If you were on a selection committee tasked with choosing someone to hire (or to admit to your university, or to receive a prize in your field), and it came down to two candidates who were equally qualified on objective measures, which candidate would you be most likely to choose?
__A) The one who shared your race
__B) The one who shared your gender
__C) The one who shared your religion
__D) The one who shared your political party or ideology
The correct answer, for most Americans, is now D. It is surely good news that prejudice based on race, gender, and religion are way down in recent decades. But it is very bad news—for America, for the world, and for science—that cross-partisan hostility is way up.
My nomination for “news that will stay news” is a paper by political scientists Shanto Iyengar and Sean Westwood, titled “Fear and Loathing Across Party Lines: New Evidence on Group Polarization.” Iyengar and Westwood report four studies (all using nationally representative samples) in which they gave Americans various ways to reveal both cross-partisan and cross-racial prejudice, and in all cases cross-partisan prejudice was larger.
First they used a measure of implicit attitudes (the Implicit Association Test), which measures how quickly and easily people can pair words that are emotionally good versus bad with words and images associated with Blacks vs.
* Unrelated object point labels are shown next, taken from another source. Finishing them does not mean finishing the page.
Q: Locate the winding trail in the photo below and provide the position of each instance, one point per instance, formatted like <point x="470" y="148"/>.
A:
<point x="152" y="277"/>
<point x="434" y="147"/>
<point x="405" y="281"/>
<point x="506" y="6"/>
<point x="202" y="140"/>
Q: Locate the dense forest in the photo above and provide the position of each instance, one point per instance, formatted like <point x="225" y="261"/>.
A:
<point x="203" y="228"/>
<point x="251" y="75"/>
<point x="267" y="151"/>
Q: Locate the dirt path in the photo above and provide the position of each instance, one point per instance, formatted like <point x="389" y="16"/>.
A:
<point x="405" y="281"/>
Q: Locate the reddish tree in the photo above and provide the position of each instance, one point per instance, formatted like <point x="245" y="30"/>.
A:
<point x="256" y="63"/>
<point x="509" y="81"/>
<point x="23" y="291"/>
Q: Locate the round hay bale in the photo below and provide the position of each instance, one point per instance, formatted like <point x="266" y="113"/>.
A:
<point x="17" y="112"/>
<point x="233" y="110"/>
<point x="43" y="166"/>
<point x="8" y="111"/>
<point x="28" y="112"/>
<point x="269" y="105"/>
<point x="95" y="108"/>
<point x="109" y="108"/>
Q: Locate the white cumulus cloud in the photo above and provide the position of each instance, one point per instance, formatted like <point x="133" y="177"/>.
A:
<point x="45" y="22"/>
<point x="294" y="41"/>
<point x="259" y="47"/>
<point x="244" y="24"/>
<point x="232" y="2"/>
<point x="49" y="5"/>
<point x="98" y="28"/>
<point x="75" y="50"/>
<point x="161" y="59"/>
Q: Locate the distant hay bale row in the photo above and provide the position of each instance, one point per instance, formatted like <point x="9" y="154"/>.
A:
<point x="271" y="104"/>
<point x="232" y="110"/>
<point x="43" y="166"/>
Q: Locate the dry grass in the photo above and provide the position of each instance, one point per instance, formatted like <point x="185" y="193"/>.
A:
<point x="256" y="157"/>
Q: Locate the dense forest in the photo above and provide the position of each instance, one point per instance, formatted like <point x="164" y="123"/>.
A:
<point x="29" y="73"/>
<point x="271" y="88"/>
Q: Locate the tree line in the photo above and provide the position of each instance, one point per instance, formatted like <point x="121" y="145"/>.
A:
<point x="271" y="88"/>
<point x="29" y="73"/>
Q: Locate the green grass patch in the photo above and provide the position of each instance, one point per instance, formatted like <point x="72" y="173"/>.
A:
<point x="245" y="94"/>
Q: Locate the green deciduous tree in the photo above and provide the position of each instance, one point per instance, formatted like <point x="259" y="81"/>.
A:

Whites. They also ran a new version of the test that swapped in words and images related to Republicans vs. Democrats, instead of Blacks vs. Whites. The effect sizes for cross-partisan implicit attitudes were much larger than cross-race. If we focus just on White participants who identified with a party, the cross-partisan effect was about 50 percent larger than the cross-race effect. When Americans look at each other or try to listen to each other, their automatic associations are more negative for people from the “other side” than they are for people of a different race.
In another study they had participants read pairs of fabricated resumes of graduating high school seniors and select one to receive a scholarship. Race made a difference—Black and White participants generally preferred to award the scholarship to the student with the stereotypically Black name. But Party made an even bigger difference, and always in a tribal way: 80 percent of the time, partisans selected the candidate whose resume showed that they were on their side, and it made little difference whether their co-partisan had a higher or lower GPA than the cross-partisan candidate.
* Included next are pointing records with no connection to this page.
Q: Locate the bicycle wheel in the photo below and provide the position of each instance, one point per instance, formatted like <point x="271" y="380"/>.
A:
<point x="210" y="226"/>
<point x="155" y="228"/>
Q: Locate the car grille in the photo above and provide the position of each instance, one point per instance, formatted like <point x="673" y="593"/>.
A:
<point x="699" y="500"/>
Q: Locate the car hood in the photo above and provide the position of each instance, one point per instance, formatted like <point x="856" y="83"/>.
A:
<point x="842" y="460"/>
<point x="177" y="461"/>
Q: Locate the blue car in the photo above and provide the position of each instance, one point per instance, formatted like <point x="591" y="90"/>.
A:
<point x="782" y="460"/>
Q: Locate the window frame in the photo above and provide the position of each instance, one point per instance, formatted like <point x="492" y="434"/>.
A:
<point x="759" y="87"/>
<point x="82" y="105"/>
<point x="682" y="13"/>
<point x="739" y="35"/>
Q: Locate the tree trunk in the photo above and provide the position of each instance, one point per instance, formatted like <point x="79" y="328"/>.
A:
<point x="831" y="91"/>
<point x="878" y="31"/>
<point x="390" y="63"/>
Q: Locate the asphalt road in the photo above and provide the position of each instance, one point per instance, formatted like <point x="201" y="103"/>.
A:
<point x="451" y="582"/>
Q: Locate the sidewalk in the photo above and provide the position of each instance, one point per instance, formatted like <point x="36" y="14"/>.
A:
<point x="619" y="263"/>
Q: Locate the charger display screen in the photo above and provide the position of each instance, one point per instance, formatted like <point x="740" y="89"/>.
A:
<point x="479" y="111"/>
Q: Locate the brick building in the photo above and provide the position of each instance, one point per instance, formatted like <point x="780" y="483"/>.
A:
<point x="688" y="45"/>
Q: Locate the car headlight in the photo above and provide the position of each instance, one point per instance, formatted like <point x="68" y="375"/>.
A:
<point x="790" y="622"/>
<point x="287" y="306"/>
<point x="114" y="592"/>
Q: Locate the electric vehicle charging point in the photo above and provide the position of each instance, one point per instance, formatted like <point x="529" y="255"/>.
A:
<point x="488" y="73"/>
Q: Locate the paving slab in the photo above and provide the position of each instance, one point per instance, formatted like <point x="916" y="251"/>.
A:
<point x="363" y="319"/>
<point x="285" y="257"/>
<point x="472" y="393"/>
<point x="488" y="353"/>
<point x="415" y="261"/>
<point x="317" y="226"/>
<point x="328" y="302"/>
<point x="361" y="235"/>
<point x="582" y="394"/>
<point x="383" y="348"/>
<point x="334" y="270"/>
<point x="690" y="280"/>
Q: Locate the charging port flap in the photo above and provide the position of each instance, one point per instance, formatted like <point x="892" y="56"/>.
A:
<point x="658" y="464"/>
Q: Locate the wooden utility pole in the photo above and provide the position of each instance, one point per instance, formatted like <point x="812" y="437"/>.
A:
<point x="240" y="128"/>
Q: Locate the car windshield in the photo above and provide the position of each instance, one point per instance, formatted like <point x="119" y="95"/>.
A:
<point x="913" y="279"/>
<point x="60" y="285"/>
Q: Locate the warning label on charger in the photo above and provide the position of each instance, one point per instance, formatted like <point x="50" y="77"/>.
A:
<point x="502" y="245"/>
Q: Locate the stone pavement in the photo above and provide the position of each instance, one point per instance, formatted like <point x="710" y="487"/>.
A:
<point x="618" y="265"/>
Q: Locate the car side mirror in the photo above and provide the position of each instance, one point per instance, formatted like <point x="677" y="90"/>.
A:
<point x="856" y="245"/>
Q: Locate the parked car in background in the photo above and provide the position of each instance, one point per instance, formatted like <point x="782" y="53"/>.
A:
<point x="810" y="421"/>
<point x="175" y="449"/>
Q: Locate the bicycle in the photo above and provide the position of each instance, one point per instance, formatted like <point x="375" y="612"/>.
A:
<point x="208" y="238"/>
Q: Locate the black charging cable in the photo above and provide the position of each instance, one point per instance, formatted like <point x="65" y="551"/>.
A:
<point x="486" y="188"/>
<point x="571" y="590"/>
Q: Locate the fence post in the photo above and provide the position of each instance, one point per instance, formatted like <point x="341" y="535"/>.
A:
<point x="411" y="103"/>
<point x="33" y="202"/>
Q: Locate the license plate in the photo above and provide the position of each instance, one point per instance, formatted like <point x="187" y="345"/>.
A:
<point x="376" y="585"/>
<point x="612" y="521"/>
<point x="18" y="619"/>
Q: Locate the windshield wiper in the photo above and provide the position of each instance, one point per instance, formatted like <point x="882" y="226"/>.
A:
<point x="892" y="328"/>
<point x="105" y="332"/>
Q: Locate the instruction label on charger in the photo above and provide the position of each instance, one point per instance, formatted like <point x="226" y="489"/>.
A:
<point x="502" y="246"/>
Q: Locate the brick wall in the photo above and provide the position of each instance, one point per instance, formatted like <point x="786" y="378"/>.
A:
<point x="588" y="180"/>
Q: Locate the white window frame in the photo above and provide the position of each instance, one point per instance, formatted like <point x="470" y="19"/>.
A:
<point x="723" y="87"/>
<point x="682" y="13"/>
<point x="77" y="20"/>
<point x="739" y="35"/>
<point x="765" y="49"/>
In two additional studies Iyengar and Westwood had participants play behavioral economics games (the “trust game” and the “dictator game”). Each person played with what they thought was a particular other person, about whom they read a brief profile including the person’s age, gender, race, and political ideology. Race and ideology were manipulated systematically. Race made no difference, but partisanship mattered a lot: people were more trusting and generous when they thought they were playing with a co-partisan than a cross-partisan.
This is extremely bad news for America because it is very hard to have an effective democracy without compromise. But rising cross-partisan hostility means that Americans increasingly see the other side not just as wrong but as evil, as a threat to the very existence of the nation, according to Pew Research. Americans can expect rising polarization, nastiness, paralysis, and governmental dysfunction for a long time to come.